PJ Harvey's live Peel Sessions 1991-2004 repays the late BBC DJ John Peel, whose unmatched musical acumen championed the then-unknown's first single. Currently making her next album, the British blues-mutating hellion—who became a feminist icon despite her vocal apathy toward the movement—effortlessly reinvents the career retrospective, while showing off her guitar skills and astounding vocal range on the Willie Dixon-penned "Wang Dang Doodle." Another highlight is a poignant "You Come Through" from a tribute concert for Peel, whose universal mourning suggested rock radio is pretty much bland on both sides of the Atlantic.
Jeff Tweedy's new DVD, Sunken Treasure, chronicles a short West Coast theater trek that included two nights at the Fillmore. The Wilco frontman channels Dylan with acoustic guitar, harmonica and the occasional prolonged refrain. This stripped-down exploration of Tweedy's catalog—from seminal alt-country band Uncle Tupelo to side project Loose Fur—spotlights the hung-over troubadour lyrics and infectious melodies beneath the spacey static of recent albums.

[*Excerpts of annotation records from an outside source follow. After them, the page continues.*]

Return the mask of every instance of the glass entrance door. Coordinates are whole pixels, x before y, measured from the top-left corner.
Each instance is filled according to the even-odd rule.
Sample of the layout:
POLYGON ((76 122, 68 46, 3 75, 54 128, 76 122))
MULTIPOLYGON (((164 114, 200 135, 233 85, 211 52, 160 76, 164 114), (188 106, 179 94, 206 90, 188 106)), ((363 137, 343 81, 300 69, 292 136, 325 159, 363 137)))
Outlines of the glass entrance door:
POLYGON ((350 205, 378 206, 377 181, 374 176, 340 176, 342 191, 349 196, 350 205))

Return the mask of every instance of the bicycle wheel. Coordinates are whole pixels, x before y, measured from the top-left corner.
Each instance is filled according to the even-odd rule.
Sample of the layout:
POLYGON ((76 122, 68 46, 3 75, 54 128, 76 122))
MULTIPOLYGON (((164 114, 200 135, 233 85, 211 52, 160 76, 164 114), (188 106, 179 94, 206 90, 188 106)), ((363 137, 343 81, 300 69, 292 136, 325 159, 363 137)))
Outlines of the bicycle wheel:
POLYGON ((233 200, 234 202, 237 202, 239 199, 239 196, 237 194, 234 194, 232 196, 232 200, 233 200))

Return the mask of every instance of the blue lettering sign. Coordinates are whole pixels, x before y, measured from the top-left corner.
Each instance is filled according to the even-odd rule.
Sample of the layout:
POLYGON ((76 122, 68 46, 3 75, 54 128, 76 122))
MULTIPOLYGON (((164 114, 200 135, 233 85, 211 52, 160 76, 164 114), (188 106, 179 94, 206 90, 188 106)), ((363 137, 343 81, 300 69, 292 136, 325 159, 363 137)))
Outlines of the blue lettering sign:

Treasure includes is a surprisingly kinetic version of the synthesized, drum- and piano-driven "Shot in the Arm," whipping an Oregon crowd into a euphoric sing-along despite admonishment from the ego that's sent more bandmates packing than Destiny's Child. Thankfully, an accompanying 17-song download lets you applaud as loud as you'd like.
In a more traditional move, those kings of electro-rock and repackaging, Depeche Mode, give us The Best of Volume 1, yet another hits package released mere weeks after a live release and three more album reissues. But with minimal filler, this career-spanning single-disc collection is the group's best yet, despite the curious exclusion of "Blasphemous Rumors." Also including a halfway-decent new track ("Martyr"), it truly consists of "music for the masses," assuaging fans who patiently mined for gems at the Mode's recent Shoreline and HP shows.
Supremely gifted indie poster-boy Conor Oberst also cleans house with Noise Floor, a 16-song collection of rare tracks released under his moniker Bright Eyes. Along with a plethora of Oberst's respectable basement recordings, the mostly good mixed bag will please those who loved either the majestic folk of 2005's I'm Wide Awake, It's Morning and the synthesizer fusion of Digital Ash in a Digital Urn. A glaring omission is his scathing protest song "When the President Talks to God," a free download that would've provided perfect background music for the left's congressional victory.